Calleja, intent on the pursuit of his Indian prey, was not long in following Hidalgo. The insurgent chief endeavored to excite the ardor of his troops, while he preserved some show of discipline in their ranks; and, thus prepared, he gave battle to the Spaniards, at the bridge of Calderon, on the 17th of January, 1811. At first Hidalgo, was successful, but the rebels were no match for the royal troops kept in reserve by Calleja. With these he made a fierce charge upon the Indians, and sweeping through their broken masses he "pursued and massacred them by thousands."
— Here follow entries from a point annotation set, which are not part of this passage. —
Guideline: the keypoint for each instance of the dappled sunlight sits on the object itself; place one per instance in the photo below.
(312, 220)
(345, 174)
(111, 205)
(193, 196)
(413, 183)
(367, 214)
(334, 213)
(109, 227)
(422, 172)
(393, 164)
Calleja was not a person either to conciliate or to pause in victory. He believed that rebellion could only be rooted out by utter destruction of the insurgents and their seed. Accordingly orders were issued to "exterminate the inhabitants of every town or village that showed symptoms of adherence to the rebels," whilst, from the pulpit, new denunciations were fulminated against all who opposed the royal authority. The insurgent chiefs fled, and reached Saltillo with about four thousand men. There it was resolved to leave Rayon in command, while Hidalgo, Allende, Aldama and Absolo endeavored to reach the United States with an escort for the purpose of purchasing munitions of war with the treasure they had saved from the sacking of Guanajuato. But these fierce and vindictive soldiers were destined to end their lives by treachery. Hidalgo's associate rebel, Ignacio Elizondo, hoping to make his peace with the government by betraying so rich a prize, delivered them up to the authorities on the 21st of March, 1811, at Acatila de Bajan. Hidalgo was taken to Chihuahua, and, after being degraded from holy orders, was shot on the 27th of July, whilst Calleja was rewarded for his victories with the title of Conde de Calderon, won by his brilliant charge at the bridge near Guanajuato.
Such is an outline of the warfare between the Sylla and Marius of this continent, and of some of the most prominent events in the origin of that revolution which finally resulted in the Mexican independence.